Bottom line: Trust Score of 6/100 indicates significant concerns. Thoroughly evaluate alternatives.

About This Facility

What is Dreier'S Nursing's CMS Rating?

CMS assigns DREIER'S NURSING CARE CENTER an overall rating of 1 out of 5 stars, which is considered much below average nationally. Within California, this rating places the facility higher than 0% of the state's 100 nursing homes. A rating at this level reflects concerns identified through health inspections, staffing assessments, or quality measures that families should carefully consider.

How is Dreier'S Nursing Staffed?

CMS rates DREIER'S NURSING CARE CENTER's staffing level at 4 out of 5 stars, which is above average compared to other nursing homes. Staff turnover is 42%, compared to the California average of 46%. This relatively stable workforce can support continuity of care.

What Have Inspectors Found at Dreier'S Nursing?

State health inspectors documented 61 deficiencies at DREIER'S NURSING CARE CENTER during 2022 to 2025. These included: 2 Immediate Jeopardy (the most serious level, indicating potential for serious harm or death), 1 that caused actual resident harm, 57 with potential for harm, and 1 minor or isolated issues. Immediate Jeopardy findings are rare and represent the most serious regulatory concerns. They require immediate corrective action.

Who Owns and Operates Dreier'S Nursing?

DREIER'S NURSING CARE CENTER is owned by a for-profit company. For-profit facilities operate as businesses with obligations to shareholders or private owners. The facility operates independently rather than as part of a larger chain. With 52 certified beds and approximately 56 residents (about 108% occupancy), it is a smaller facility located in GLENDALE, California.

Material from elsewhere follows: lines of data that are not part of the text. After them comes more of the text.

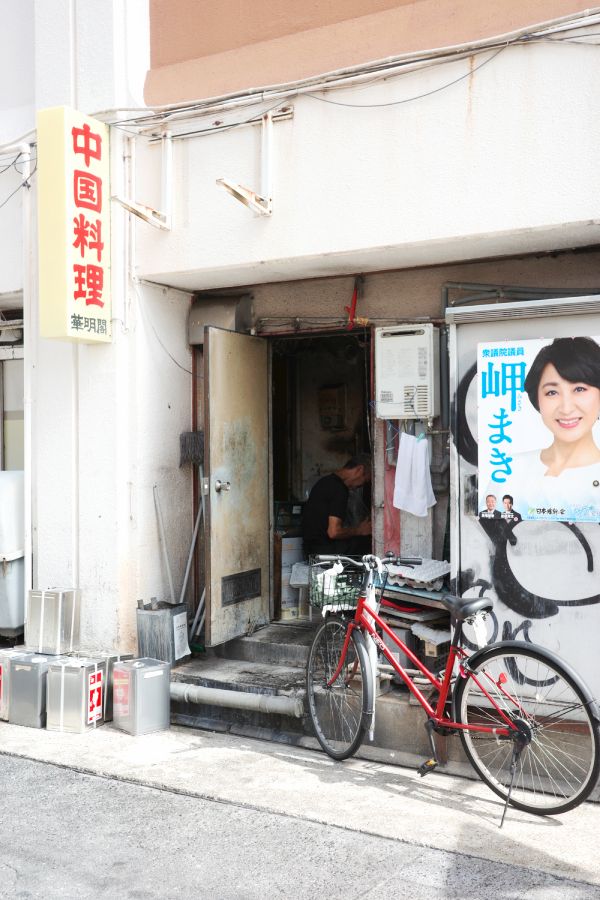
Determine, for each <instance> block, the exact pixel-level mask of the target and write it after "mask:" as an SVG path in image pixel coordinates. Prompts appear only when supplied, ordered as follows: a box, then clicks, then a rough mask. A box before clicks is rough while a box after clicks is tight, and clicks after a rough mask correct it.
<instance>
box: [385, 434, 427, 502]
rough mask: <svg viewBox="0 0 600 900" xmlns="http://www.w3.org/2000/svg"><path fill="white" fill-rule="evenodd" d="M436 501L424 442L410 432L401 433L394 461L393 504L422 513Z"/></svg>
mask: <svg viewBox="0 0 600 900" xmlns="http://www.w3.org/2000/svg"><path fill="white" fill-rule="evenodd" d="M436 502H437V501H436V499H435V494H434V493H433V488H432V487H431V473H430V471H429V446H428V443H427V441H423V440H420V439H419V438H416V437H414V435H412V434H406V433H402V434H401V435H400V446H399V448H398V462H397V464H396V479H395V483H394V500H393V503H394V506H395V507H396V509H403V510H405V512H409V513H412V514H413V515H414V516H426V515H427V510H428V509H429V507H430V506H434V505H435V503H436Z"/></svg>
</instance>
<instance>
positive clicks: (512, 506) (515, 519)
mask: <svg viewBox="0 0 600 900" xmlns="http://www.w3.org/2000/svg"><path fill="white" fill-rule="evenodd" d="M502 503H503V504H504V512H503V513H501V515H502V518H503V519H504V520H505V522H508V524H509V525H510V527H511V528H514V527H515V525H518V524H519V522H522V521H523V516H522V515H521V513H518V512H517V511H516V509H513V498H512V497H511V495H510V494H505V495H504V497H503V498H502Z"/></svg>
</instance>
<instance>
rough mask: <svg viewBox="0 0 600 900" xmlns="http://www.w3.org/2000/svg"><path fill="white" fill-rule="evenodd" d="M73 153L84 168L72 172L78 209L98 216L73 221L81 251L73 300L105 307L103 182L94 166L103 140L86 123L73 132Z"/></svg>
mask: <svg viewBox="0 0 600 900" xmlns="http://www.w3.org/2000/svg"><path fill="white" fill-rule="evenodd" d="M71 136H72V138H73V153H74V155H75V156H76V157H77V158H78V160H80V165H81V164H83V165H84V166H85V168H76V169H74V171H73V199H74V203H75V207H76V208H77V209H78V210H79V209H82V210H86V211H90V212H93V213H97V214H98V216H97V217H95V216H88V215H86V214H85V213H83V212H80V213H79V214H78V215H76V216H75V217H74V218H73V238H74V240H73V247H74V248H75V250H78V251H79V255H80V258H81V260H82V262H81V263H74V264H73V300H74V301H75V302H76V303H77V302H78V303H81V302H82V301H83V303H81V305H85V306H86V307H87V306H99V307H101V308H102V307H103V306H104V300H103V291H104V266H103V265H102V251H103V249H104V243H103V241H102V219H101V215H102V178H101V177H100V176H99V175H97V174H95V173H94V171H93V169H94V163H95V161H97V162H98V163H99V162H101V161H102V136H101V135H100V134H96V133H95V132H94V131H92V129H91V128H90V126H89V125H88V124H87V123H86V124H84V125H83V126H82V127H81V128H77V127H73V128H72V129H71Z"/></svg>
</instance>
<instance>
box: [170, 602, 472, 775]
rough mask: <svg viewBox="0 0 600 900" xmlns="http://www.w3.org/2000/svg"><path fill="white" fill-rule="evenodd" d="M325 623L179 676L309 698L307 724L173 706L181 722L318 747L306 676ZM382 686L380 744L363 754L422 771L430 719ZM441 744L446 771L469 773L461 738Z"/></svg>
mask: <svg viewBox="0 0 600 900" xmlns="http://www.w3.org/2000/svg"><path fill="white" fill-rule="evenodd" d="M319 623H320V620H318V619H317V620H316V621H315V622H313V623H307V624H305V625H298V624H294V625H291V624H290V625H280V624H274V625H269V626H266V627H265V628H262V629H260V630H259V631H257V632H256V633H255V634H253V635H251V636H249V637H244V638H239V639H237V640H235V641H230V642H229V643H228V644H225V645H223V646H222V647H218V648H215V649H213V650H209V651H207V652H206V653H204V654H201V655H199V656H196V657H194V658H193V659H191V660H190V661H188V662H186V663H183V664H182V665H180V666H176V667H175V668H174V669H173V670H172V673H171V679H172V680H173V681H177V682H183V683H186V684H193V685H201V686H204V687H208V688H219V689H225V690H229V691H234V692H235V691H240V692H246V693H251V694H263V695H264V694H266V695H271V696H286V697H292V698H293V697H299V698H302V699H303V702H304V716H303V717H302V718H296V717H295V716H292V715H289V716H288V715H280V714H278V713H265V712H258V711H251V710H245V709H235V708H229V707H223V706H218V705H212V704H209V703H202V704H198V703H187V702H183V701H175V700H173V701H172V703H171V720H172V721H173V723H175V724H178V725H188V726H191V727H194V728H204V729H210V730H213V731H220V732H230V733H232V734H238V735H244V736H247V737H258V738H262V739H265V740H272V741H281V742H284V743H288V744H297V745H299V746H310V747H312V746H314V747H315V748H317V747H318V745H317V742H316V739H315V738H314V735H313V732H312V726H311V722H310V718H309V716H308V711H307V708H306V698H305V693H306V686H305V678H306V660H307V657H308V651H309V648H310V644H311V642H312V639H313V635H314V632H315V630H316V628H317V627H318V625H319ZM381 686H382V689H384V692H383V693H382V695H381V696H380V697H379V698H378V700H377V713H376V722H375V733H374V740H373V741H372V742H370V741H369V740H368V738H367V739H366V740H365V742H364V744H363V747H362V748H361V749H360V751H359V754H358V755H359V756H363V757H365V758H376V759H383V760H388V761H394V762H397V763H398V764H401V765H413V764H414V765H415V766H418V765H419V764H420V763H421V762H422V761H423V760H424V759H426V758H427V757H429V756H430V748H429V743H428V740H427V732H426V730H425V721H426V718H425V714H424V712H423V710H422V709H421V707H420V706H419V705H418V704H415V703H414V701H412V702H411V698H410V695H409V693H408V691H406V690H405V689H402V688H400V687H398V686H397V685H392V684H390V682H389V680H388V679H385V683H383V682H382V685H381ZM436 744H437V746H438V754H439V757H440V760H441V761H443V762H445V763H446V767H447V768H446V771H454V772H459V771H460V770H461V769H463V770H464V767H465V762H466V760H465V758H464V756H463V753H462V748H461V745H460V742H459V740H458V738H443V737H438V736H436Z"/></svg>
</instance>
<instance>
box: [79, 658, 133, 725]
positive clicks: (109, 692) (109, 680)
mask: <svg viewBox="0 0 600 900" xmlns="http://www.w3.org/2000/svg"><path fill="white" fill-rule="evenodd" d="M73 655H74V657H75V658H78V659H84V658H87V657H88V656H89V659H90V660H92V661H93V662H98V663H99V664H100V665H104V666H106V676H105V684H104V696H103V703H104V709H103V718H104V721H105V722H112V701H113V671H114V667H115V665H116V664H117V663H119V662H125V661H126V660H128V659H133V653H114V652H113V651H112V650H100V651H99V652H96V651H93V652H92V653H89V654H86V655H85V657H84V655H83V654H79V653H75V654H73Z"/></svg>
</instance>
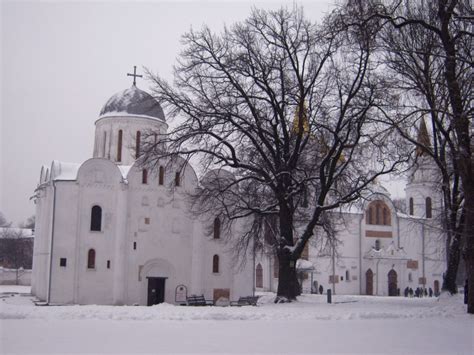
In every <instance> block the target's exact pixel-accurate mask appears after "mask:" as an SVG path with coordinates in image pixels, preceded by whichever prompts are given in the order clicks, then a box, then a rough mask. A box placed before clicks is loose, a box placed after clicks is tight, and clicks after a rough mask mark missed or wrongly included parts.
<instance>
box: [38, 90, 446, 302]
mask: <svg viewBox="0 0 474 355" xmlns="http://www.w3.org/2000/svg"><path fill="white" fill-rule="evenodd" d="M167 127H168V126H167V123H166V120H165V116H164V113H163V110H162V109H161V107H160V105H159V104H158V102H157V101H156V100H155V99H154V98H152V97H151V96H150V95H149V94H147V93H146V92H144V91H142V90H140V89H138V88H137V87H136V85H135V82H134V84H133V85H132V87H131V88H129V89H127V90H124V91H122V92H120V93H117V94H115V95H114V96H112V97H111V98H110V99H109V100H108V101H107V103H106V104H105V105H104V107H103V108H102V110H101V112H100V116H99V118H98V120H97V121H96V122H95V141H94V151H93V157H92V158H91V159H89V160H87V161H85V162H83V163H82V164H73V163H64V162H59V161H53V162H52V164H51V165H50V166H43V167H42V169H41V174H40V181H39V184H38V186H37V188H36V190H35V195H34V200H35V203H36V229H35V243H34V253H33V254H34V255H33V275H32V293H33V294H34V295H35V296H36V297H37V298H38V299H40V300H43V301H45V302H47V303H49V304H110V305H120V304H127V305H132V304H139V305H153V304H157V303H161V302H167V303H174V304H181V303H185V301H186V296H189V295H204V297H205V298H206V299H212V300H217V299H219V298H221V297H224V298H227V299H229V300H237V299H238V298H239V297H241V296H249V295H252V293H253V292H254V291H255V290H257V291H275V290H276V289H277V285H278V278H277V274H278V264H277V262H275V258H274V257H272V256H271V255H270V254H264V255H259V256H257V257H256V258H255V260H252V259H253V258H252V257H251V256H249V262H247V263H246V264H245V266H244V267H243V268H242V266H241V265H239V268H237V267H236V266H235V265H234V263H233V259H232V256H231V255H230V253H229V250H228V249H229V247H228V245H227V244H226V243H225V238H224V236H221V235H220V233H221V231H220V223H219V220H218V219H216V218H215V216H207V217H205V216H201V217H199V218H198V217H196V216H193V215H192V214H191V213H190V212H189V211H188V208H187V203H186V195H187V194H188V193H189V192H192V191H194V189H196V188H197V187H198V184H199V183H200V181H199V179H198V177H197V175H196V173H195V171H194V170H193V168H192V167H191V166H190V165H189V164H184V161H183V162H177V163H174V164H171V165H170V164H166V165H163V166H162V167H159V169H157V170H158V171H156V172H154V171H153V172H152V171H150V172H149V171H147V170H146V169H143V168H142V167H139V166H137V165H136V163H135V159H136V158H137V156H138V154H139V152H140V141H141V139H142V135H143V132H146V131H148V130H150V129H152V130H154V131H155V132H159V133H165V132H166V131H167ZM430 169H431V168H430V165H429V164H428V163H427V162H425V163H424V165H422V166H420V168H419V169H418V170H417V171H416V172H415V173H414V174H413V176H412V178H411V181H410V182H409V184H408V186H407V188H406V193H407V201H408V205H409V213H408V215H405V214H402V213H400V212H397V210H396V208H395V206H394V205H393V203H392V201H391V200H390V197H389V195H388V194H387V193H385V192H384V191H383V190H381V192H377V193H374V194H373V195H371V196H370V197H369V198H368V199H367V201H365V202H364V203H361V204H359V207H358V208H354V207H352V208H351V209H350V210H345V211H343V212H341V213H339V214H338V215H339V217H341V218H340V220H342V221H343V223H340V224H339V231H338V234H337V237H338V239H339V240H340V241H341V242H340V243H339V244H338V246H337V248H331V247H329V248H328V247H327V246H322V245H319V244H318V243H314V244H311V245H310V246H309V248H308V250H307V252H306V255H305V258H306V259H307V260H306V261H301V260H300V261H299V263H298V267H299V269H300V271H301V272H300V274H301V276H302V280H303V291H304V292H311V291H315V290H318V289H319V286H323V288H324V292H325V291H326V289H327V288H332V289H333V291H335V293H337V294H367V295H396V294H398V290H399V289H402V290H403V289H404V288H406V287H412V288H413V289H415V288H416V287H426V288H428V287H432V288H433V290H435V291H436V290H439V288H440V286H439V285H440V282H441V280H442V273H443V271H444V270H445V261H444V259H445V258H444V251H443V245H444V244H443V241H442V236H440V232H439V229H438V228H436V225H437V221H435V219H434V218H433V217H434V216H435V215H434V212H433V211H435V210H436V209H437V208H439V206H440V203H441V202H440V197H439V192H436V191H437V190H436V186H435V183H434V182H433V181H428V180H429V179H427V177H429V176H433V174H432V171H431V170H430ZM205 178H206V177H205V176H204V177H203V179H205ZM237 228H238V227H237ZM234 233H238V231H234ZM254 268H255V269H254ZM253 269H254V270H253ZM402 292H403V291H402Z"/></svg>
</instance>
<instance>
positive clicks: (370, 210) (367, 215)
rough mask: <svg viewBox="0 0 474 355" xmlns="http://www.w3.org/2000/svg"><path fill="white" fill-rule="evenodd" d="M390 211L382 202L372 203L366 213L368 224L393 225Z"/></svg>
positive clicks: (366, 222) (384, 204)
mask: <svg viewBox="0 0 474 355" xmlns="http://www.w3.org/2000/svg"><path fill="white" fill-rule="evenodd" d="M391 219H392V218H391V215H390V209H389V208H388V206H387V205H386V204H385V202H383V201H381V200H376V201H372V202H371V203H370V204H369V206H368V208H367V211H366V224H376V225H382V226H390V225H392V221H391Z"/></svg>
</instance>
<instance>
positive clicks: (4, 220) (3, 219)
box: [0, 212, 12, 227]
mask: <svg viewBox="0 0 474 355" xmlns="http://www.w3.org/2000/svg"><path fill="white" fill-rule="evenodd" d="M11 224H12V223H11V222H8V221H7V219H6V218H5V216H4V215H3V213H2V212H0V227H9V226H10V225H11Z"/></svg>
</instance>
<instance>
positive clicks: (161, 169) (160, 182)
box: [158, 166, 165, 185]
mask: <svg viewBox="0 0 474 355" xmlns="http://www.w3.org/2000/svg"><path fill="white" fill-rule="evenodd" d="M164 183H165V168H163V167H162V166H160V169H159V171H158V185H163V184H164Z"/></svg>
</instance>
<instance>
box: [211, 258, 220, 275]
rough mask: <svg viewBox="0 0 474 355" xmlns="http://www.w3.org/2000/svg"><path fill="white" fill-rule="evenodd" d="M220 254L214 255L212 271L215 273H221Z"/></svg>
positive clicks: (213, 258) (212, 271)
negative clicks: (218, 254)
mask: <svg viewBox="0 0 474 355" xmlns="http://www.w3.org/2000/svg"><path fill="white" fill-rule="evenodd" d="M219 259H220V258H219V255H217V254H214V256H213V257H212V273H213V274H218V273H219V267H220V265H219V264H220V260H219Z"/></svg>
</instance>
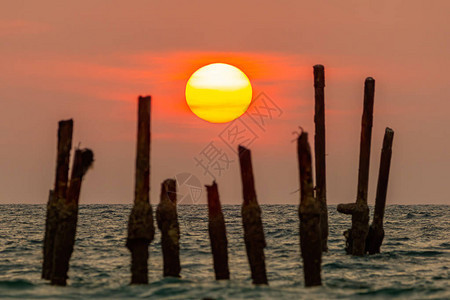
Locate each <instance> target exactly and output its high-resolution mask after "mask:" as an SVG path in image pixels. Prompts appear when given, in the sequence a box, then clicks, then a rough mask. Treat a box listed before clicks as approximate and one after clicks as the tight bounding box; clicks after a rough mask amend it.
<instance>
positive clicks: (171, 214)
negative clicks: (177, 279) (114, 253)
mask: <svg viewBox="0 0 450 300" xmlns="http://www.w3.org/2000/svg"><path fill="white" fill-rule="evenodd" d="M156 221H157V222H158V228H159V230H161V248H162V253H163V263H164V267H163V275H164V277H167V276H171V277H180V271H181V266H180V226H179V224H178V215H177V183H176V181H175V180H174V179H166V180H164V182H163V183H162V184H161V201H160V202H159V204H158V208H157V209H156Z"/></svg>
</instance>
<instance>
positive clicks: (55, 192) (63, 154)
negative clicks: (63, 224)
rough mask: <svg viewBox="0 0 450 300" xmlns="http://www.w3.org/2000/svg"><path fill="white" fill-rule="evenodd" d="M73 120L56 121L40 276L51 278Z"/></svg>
mask: <svg viewBox="0 0 450 300" xmlns="http://www.w3.org/2000/svg"><path fill="white" fill-rule="evenodd" d="M72 133H73V121H72V120H65V121H60V122H59V123H58V147H57V158H56V176H55V186H54V188H53V191H50V193H49V199H48V203H47V217H46V221H45V235H44V247H43V252H44V253H43V254H44V259H43V263H42V278H43V279H48V280H49V279H51V273H52V269H53V254H54V241H55V234H56V228H57V224H58V208H59V203H61V202H64V201H65V200H66V196H67V185H68V178H69V160H70V149H71V148H72Z"/></svg>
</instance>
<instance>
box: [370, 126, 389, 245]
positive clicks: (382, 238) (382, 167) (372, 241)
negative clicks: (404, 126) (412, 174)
mask: <svg viewBox="0 0 450 300" xmlns="http://www.w3.org/2000/svg"><path fill="white" fill-rule="evenodd" d="M393 139H394V131H393V130H392V129H390V128H386V130H385V132H384V139H383V148H382V150H381V160H380V171H379V173H378V184H377V195H376V198H375V212H374V215H373V221H372V224H371V225H370V227H369V233H368V235H367V240H366V252H368V253H369V254H375V253H380V247H381V244H382V243H383V238H384V229H383V217H384V208H385V206H386V194H387V187H388V181H389V170H390V168H391V156H392V141H393Z"/></svg>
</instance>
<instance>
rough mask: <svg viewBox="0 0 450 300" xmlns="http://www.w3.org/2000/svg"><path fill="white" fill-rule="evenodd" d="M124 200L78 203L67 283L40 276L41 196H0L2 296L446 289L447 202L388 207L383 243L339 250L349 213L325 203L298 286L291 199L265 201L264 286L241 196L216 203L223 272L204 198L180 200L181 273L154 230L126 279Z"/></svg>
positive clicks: (267, 294) (81, 296)
mask: <svg viewBox="0 0 450 300" xmlns="http://www.w3.org/2000/svg"><path fill="white" fill-rule="evenodd" d="M130 209H131V206H130V205H81V207H80V211H79V220H78V232H77V240H76V244H75V250H74V254H73V255H72V259H71V265H70V270H69V277H70V278H69V281H68V286H67V287H53V286H50V285H49V284H48V282H46V281H44V280H41V279H40V274H41V263H42V239H43V236H44V222H45V205H0V298H1V299H60V298H64V299H89V298H90V299H134V298H154V299H202V298H212V299H359V298H367V299H388V298H389V299H450V206H445V205H440V206H436V205H418V206H402V205H392V206H388V207H387V209H386V216H385V232H386V236H385V239H384V243H383V246H382V253H381V254H377V255H373V256H365V257H351V256H348V255H346V254H345V251H344V243H345V241H344V237H343V236H342V232H343V231H344V230H345V229H347V228H348V227H350V223H351V221H350V217H348V216H344V215H341V214H338V213H337V212H336V206H330V207H329V224H330V236H329V240H328V242H329V252H328V253H326V254H324V256H323V263H322V279H323V286H321V287H314V288H305V287H304V284H303V271H302V264H301V257H300V247H299V235H298V227H299V221H298V215H297V206H294V205H262V210H263V215H262V218H263V224H264V231H265V236H266V242H267V248H266V250H265V254H266V267H267V272H268V278H269V286H253V285H252V284H251V279H250V270H249V266H248V263H247V257H246V253H245V248H244V242H243V232H242V223H241V216H240V206H227V205H225V206H224V207H223V210H224V215H225V220H226V226H227V234H228V243H229V261H230V273H231V280H230V281H221V282H217V281H215V280H214V272H213V268H212V256H211V252H210V244H209V238H208V231H207V207H206V206H204V205H180V206H179V209H178V214H179V221H180V228H181V241H180V242H181V264H182V271H181V275H182V278H180V279H177V278H163V277H162V255H161V248H160V242H159V241H160V237H161V236H160V234H159V232H158V230H157V231H156V236H155V240H154V242H153V243H152V244H151V245H150V248H149V249H150V259H149V281H150V284H149V285H142V286H130V285H129V282H130V253H129V251H128V249H127V248H126V247H125V239H126V232H127V220H128V215H129V213H130Z"/></svg>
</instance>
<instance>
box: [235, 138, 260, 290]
mask: <svg viewBox="0 0 450 300" xmlns="http://www.w3.org/2000/svg"><path fill="white" fill-rule="evenodd" d="M238 151H239V164H240V167H241V180H242V193H243V198H244V202H243V204H242V210H241V212H242V223H243V225H244V240H245V248H246V250H247V258H248V262H249V264H250V270H251V273H252V280H253V284H267V275H266V263H265V257H264V248H265V247H266V240H265V238H264V230H263V226H262V221H261V208H260V207H259V204H258V200H257V199H256V191H255V182H254V179H253V167H252V159H251V153H250V150H249V149H247V148H245V147H243V146H239V147H238Z"/></svg>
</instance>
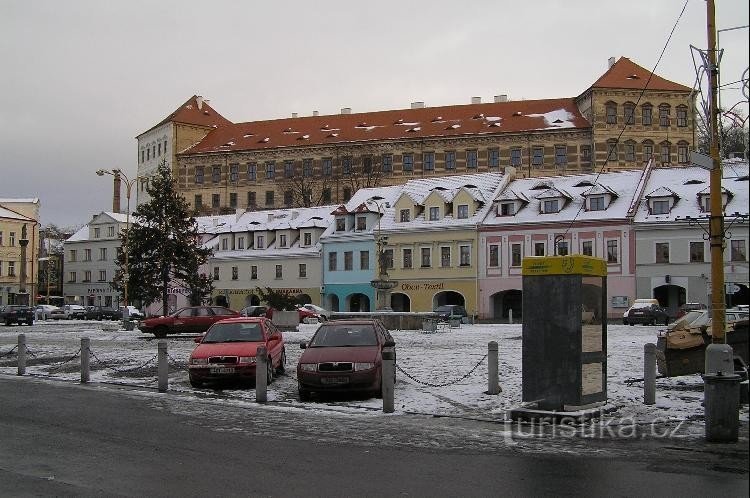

How Does Dreier'S Nursing Compare to Other California Nursing Homes?

Compared to the 100 nursing homes in California, DREIER'S NURSING CARE CENTER's overall rating (1 stars) is below the state average of 3.1, staff turnover (42%) is near the state average of 46%, and health inspection rating (1 stars) is much below the national benchmark.

What Should Families Ask When Visiting Dreier'S Nursing?

Based on this facility's data, families visiting should ask: "What changes have been made since the serious inspection findings, and how are you preventing similar issues?" "Can I visit during a mealtime to observe dining assistance and food quality?" "How do you handle medical emergencies, and what is your hospital transfer rate?" "Can I speak with family members of current residents about their experience?" These questions are particularly relevant given the facility's Immediate Jeopardy citations.

Is Dreier'S Nursing Safe?

Based on CMS inspection data, DREIER'S NURSING CARE CENTER has documented safety concerns. Inspectors have issued 2 Immediate Jeopardy citations (the most serious violation level indicating risk of serious injury or death). The facility has a 1-star overall rating and ranks #100 of 100 nursing homes in California. Families considering this facility should ask detailed questions about what corrective actions have been taken since these incidents.

Do Nurses at Dreier'S Nursing Stick Around?

DREIER'S NURSING CARE CENTER has a staff turnover rate of 42%, which is about average for California nursing homes (state average: 46%). Moderate turnover is common in nursing homes, but families should still ask about staff tenure and how the facility maintains care continuity when employees leave.

Was Dreier'S Nursing Ever Fined?

DREIER'S NURSING CARE CENTER has been fined $48,700 across 2 penalty actions. The California average is $33,566. While any fine indicates a compliance issue, fines under $50,000 are relatively common and typically reflect isolated problems that were subsequently corrected. Families should ask what specific issues led to these fines and confirm they've been resolved.

Is Dreier'S Nursing on Any Federal Watch List?

DREIER'S NURSING CARE CENTER is not on any federal watch list. The most significant is the Special Focus Facility (SFF) program, which identifies the bottom 1% of nursing homes nationally based on persistent, serious quality problems. Not being on this list means the facility has avoided the pattern of deficiencies that triggers enhanced federal oversight. This is a positive indicator, though families should still review the facility's inspection history directly.